Achalasia
is a disease which affects the esophagus. You may know that the
esophagus is a tube-like structure that connects the mouth to
the stomach. In achalasia, the esophagus does not function properly
and therefore causes uncomfortable symptoms for the affected individual.
Normally,
when we swallow food and liquid, the esophagus takes care of transporting
the material down to the stomach for digestion. This is not something
we normally need to worry about, as the act of swallowing lets
the esophagus know it is time to work.
We
can only control roughly the first half of the esophagus voluntarily
by swallowing. The second half of the esophagus is controlled
by the involuntary nervous system (as is the rest of the digestive
tract down to the anus).
At
the very end of the esophagus, there is a sphincter muscle known
as the lower esophageal sphincter (LES for short). The
LES is important to prevent the strong acids of the stomach from
going backwards up into the esophagus and throat.
| esophagus |
| a
muscular tube that in adult humans is about nine inches (23
centimeters) long and passes from the pharynx down the neck
between the trachea and the spinal column and behind the left
bronchus where it pierces the diaphragm slightly to the left
of the middle line and joins the cardiac end of the stomach
|
Inappropriate
relaxation of the LES is actually the cause of heartburn, as stomach
acid is allowed to reflux backwards into the esophagus and causes
the burning sensation so many of us are familiar with. Normally,
the LES will relax only to let food or liquid pass into the stomach.
In achalasia, this relaxation does not occur.
In
a sense, then, achalasia is almost the opposite of heartburn.
In heartburn, the LES relaxes too much, whereas in achalasia,
the LES doesnt relax enough. Why achalasia occurs is unknown.
It is known, however, that people with achalasia lose some of
the nerves that supply the esophagus. The net result is that the
normal, smooth waves of muscle contraction that carry food down
to the stomach do not occur properly and, as mentioned, the LES
fails to relax when it is supposed to.
Achalasia
usually first affects people between 25 and 60 years old. The
symptoms of achalasia are all related to the malfunctioning esophagus.

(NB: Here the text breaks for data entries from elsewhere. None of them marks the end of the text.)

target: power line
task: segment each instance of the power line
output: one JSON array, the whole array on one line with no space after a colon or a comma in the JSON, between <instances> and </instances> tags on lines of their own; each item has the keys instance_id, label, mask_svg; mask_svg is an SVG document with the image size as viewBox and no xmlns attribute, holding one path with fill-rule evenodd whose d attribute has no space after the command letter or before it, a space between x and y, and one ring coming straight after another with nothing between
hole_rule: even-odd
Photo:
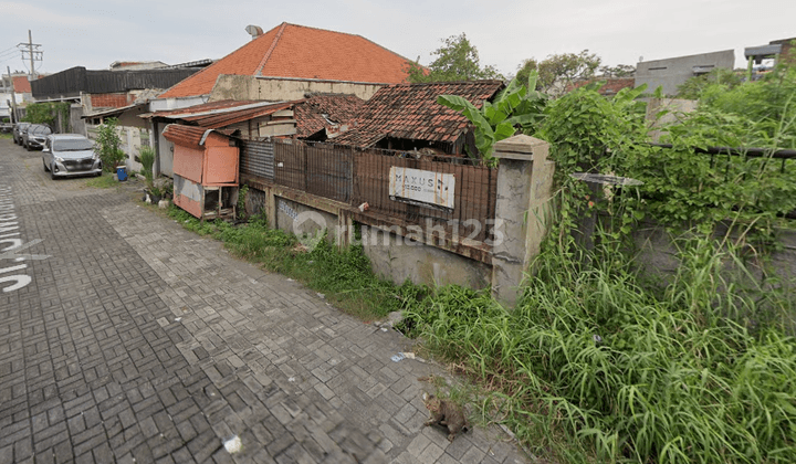
<instances>
[{"instance_id":1,"label":"power line","mask_svg":"<svg viewBox=\"0 0 796 464\"><path fill-rule=\"evenodd\" d=\"M9 51L6 51L6 52L0 52L0 56L1 56L1 57L12 56L12 55L14 55L14 54L17 54L17 53L19 53L19 52L20 52L19 50L9 50Z\"/></svg>"}]
</instances>

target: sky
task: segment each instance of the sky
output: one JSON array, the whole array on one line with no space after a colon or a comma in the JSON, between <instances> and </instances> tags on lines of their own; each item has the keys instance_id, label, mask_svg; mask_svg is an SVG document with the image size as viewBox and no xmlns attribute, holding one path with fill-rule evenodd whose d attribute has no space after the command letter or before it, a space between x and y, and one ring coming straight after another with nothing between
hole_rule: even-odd
<instances>
[{"instance_id":1,"label":"sky","mask_svg":"<svg viewBox=\"0 0 796 464\"><path fill-rule=\"evenodd\" d=\"M796 0L0 0L0 70L30 72L18 44L41 44L35 70L107 70L116 61L220 59L290 22L362 35L428 65L465 33L481 65L512 75L526 59L589 50L605 65L734 50L796 38Z\"/></svg>"}]
</instances>

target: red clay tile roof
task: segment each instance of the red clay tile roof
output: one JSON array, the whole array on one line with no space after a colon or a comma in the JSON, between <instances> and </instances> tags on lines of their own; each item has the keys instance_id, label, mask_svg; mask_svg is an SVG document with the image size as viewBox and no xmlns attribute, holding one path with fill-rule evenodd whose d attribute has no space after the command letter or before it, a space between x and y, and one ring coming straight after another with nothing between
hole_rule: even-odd
<instances>
[{"instance_id":1,"label":"red clay tile roof","mask_svg":"<svg viewBox=\"0 0 796 464\"><path fill-rule=\"evenodd\" d=\"M408 62L360 35L283 22L160 97L207 95L221 74L397 84Z\"/></svg>"},{"instance_id":2,"label":"red clay tile roof","mask_svg":"<svg viewBox=\"0 0 796 464\"><path fill-rule=\"evenodd\" d=\"M32 92L28 76L14 77L14 92L18 94L29 94Z\"/></svg>"},{"instance_id":3,"label":"red clay tile roof","mask_svg":"<svg viewBox=\"0 0 796 464\"><path fill-rule=\"evenodd\" d=\"M355 95L317 94L296 105L296 136L308 137L334 123L347 123L356 116L365 101Z\"/></svg>"},{"instance_id":4,"label":"red clay tile roof","mask_svg":"<svg viewBox=\"0 0 796 464\"><path fill-rule=\"evenodd\" d=\"M182 109L157 112L147 117L165 117L169 119L182 119L202 127L219 128L227 127L243 120L255 117L268 116L280 109L294 106L294 102L235 102L231 99L206 103Z\"/></svg>"},{"instance_id":5,"label":"red clay tile roof","mask_svg":"<svg viewBox=\"0 0 796 464\"><path fill-rule=\"evenodd\" d=\"M164 137L166 140L172 141L177 145L191 148L201 148L205 144L206 135L210 131L216 131L224 136L229 136L229 131L214 130L207 127L200 126L182 126L179 124L169 124L164 130Z\"/></svg>"},{"instance_id":6,"label":"red clay tile roof","mask_svg":"<svg viewBox=\"0 0 796 464\"><path fill-rule=\"evenodd\" d=\"M480 107L501 88L501 81L398 84L381 87L365 102L356 127L335 144L370 147L385 137L453 143L469 130L461 113L437 103L440 95L459 95Z\"/></svg>"}]
</instances>

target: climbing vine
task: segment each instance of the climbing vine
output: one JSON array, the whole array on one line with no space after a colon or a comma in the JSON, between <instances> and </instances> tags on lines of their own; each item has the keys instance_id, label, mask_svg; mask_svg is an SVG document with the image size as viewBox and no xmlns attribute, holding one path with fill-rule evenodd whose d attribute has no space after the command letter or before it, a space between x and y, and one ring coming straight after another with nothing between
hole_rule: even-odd
<instances>
[{"instance_id":1,"label":"climbing vine","mask_svg":"<svg viewBox=\"0 0 796 464\"><path fill-rule=\"evenodd\" d=\"M59 115L61 116L61 127L55 127ZM70 104L67 102L45 102L28 105L25 108L25 117L22 118L28 123L46 124L56 131L69 131Z\"/></svg>"}]
</instances>

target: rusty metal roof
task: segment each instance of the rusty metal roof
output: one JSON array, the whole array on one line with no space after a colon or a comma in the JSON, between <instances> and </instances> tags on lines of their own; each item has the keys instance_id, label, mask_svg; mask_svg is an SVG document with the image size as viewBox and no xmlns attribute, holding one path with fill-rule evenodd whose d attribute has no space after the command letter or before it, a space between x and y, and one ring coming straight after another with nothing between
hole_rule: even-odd
<instances>
[{"instance_id":1,"label":"rusty metal roof","mask_svg":"<svg viewBox=\"0 0 796 464\"><path fill-rule=\"evenodd\" d=\"M150 113L144 117L161 117L167 119L181 119L198 126L219 128L232 124L268 116L280 109L285 109L302 103L304 99L292 102L235 102L220 101L191 106L189 108L172 109L168 112Z\"/></svg>"},{"instance_id":2,"label":"rusty metal roof","mask_svg":"<svg viewBox=\"0 0 796 464\"><path fill-rule=\"evenodd\" d=\"M480 107L503 88L501 81L397 84L381 87L365 102L356 127L335 144L371 147L385 137L453 143L469 130L461 113L437 103L440 95L458 95Z\"/></svg>"},{"instance_id":3,"label":"rusty metal roof","mask_svg":"<svg viewBox=\"0 0 796 464\"><path fill-rule=\"evenodd\" d=\"M334 124L354 119L365 101L347 94L315 94L295 106L296 135L308 137Z\"/></svg>"}]
</instances>

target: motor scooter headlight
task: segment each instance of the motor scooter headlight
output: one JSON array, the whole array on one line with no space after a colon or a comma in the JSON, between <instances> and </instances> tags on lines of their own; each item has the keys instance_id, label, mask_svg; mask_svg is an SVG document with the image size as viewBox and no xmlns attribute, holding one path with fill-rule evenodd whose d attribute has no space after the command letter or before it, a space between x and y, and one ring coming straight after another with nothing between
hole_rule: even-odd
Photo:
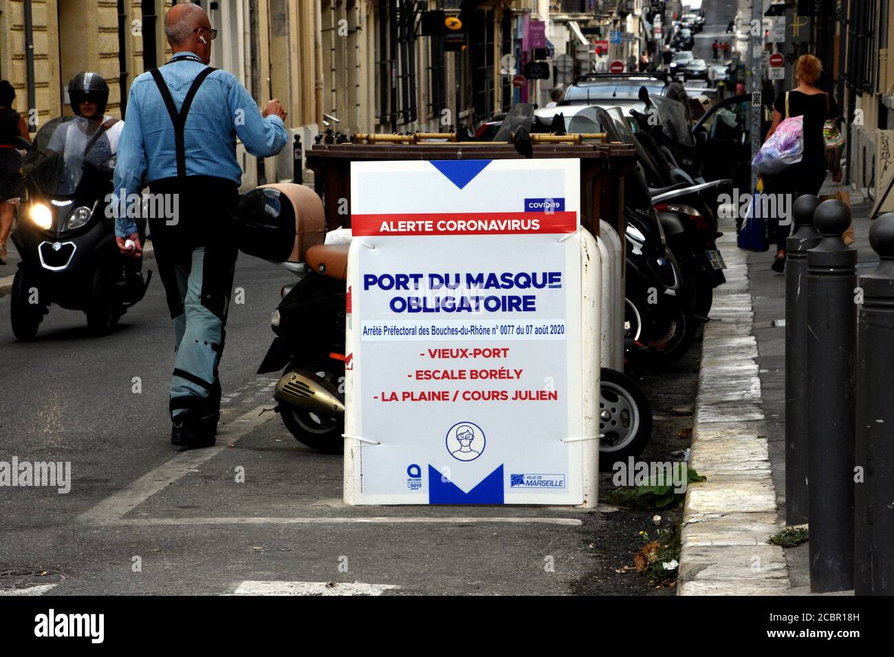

Difficulty swallowing, usually for solids first and then liquids,
is the most common complaint. Patients may also experience re-gurgitation
of undigested food and pain or discomfort in the chest. Some may
even lose weight because the eating experience can become so uncomfortable.
If
your doctor suspects achalasia, there are several tests that may
need to be done to confirm the diagnosis. Patients are often first
asked to undergo a test called a barium swallow. In this test,
a liquid dye is swallowed and then x-rays of the esophagus are
taken. This test is easy and painless. The x-ray will show blockage
of the esophagus when achalasia is present.
Because
tumors can also cause blockage of the esophagus, the next test
that usually needs to be done is called endoscopy. This test involves
inserting a tube through the mouth and into the esophagus. The
tube has a camera on the end of it so the doctor can see the inside
of the esophagus directly. While this procedure can sometimes
be uncomfortable, it is not painful and usually a sedative is
given before starting to make the patient comfortable.
If
no tumor is visualized, the final test to confirm the diagnosis
is called manometry. This involves placing a small probe through
the mouth or nose down into the stomach. Again, while sometimes
uncomfortable, this test is not painful and doesnt take long.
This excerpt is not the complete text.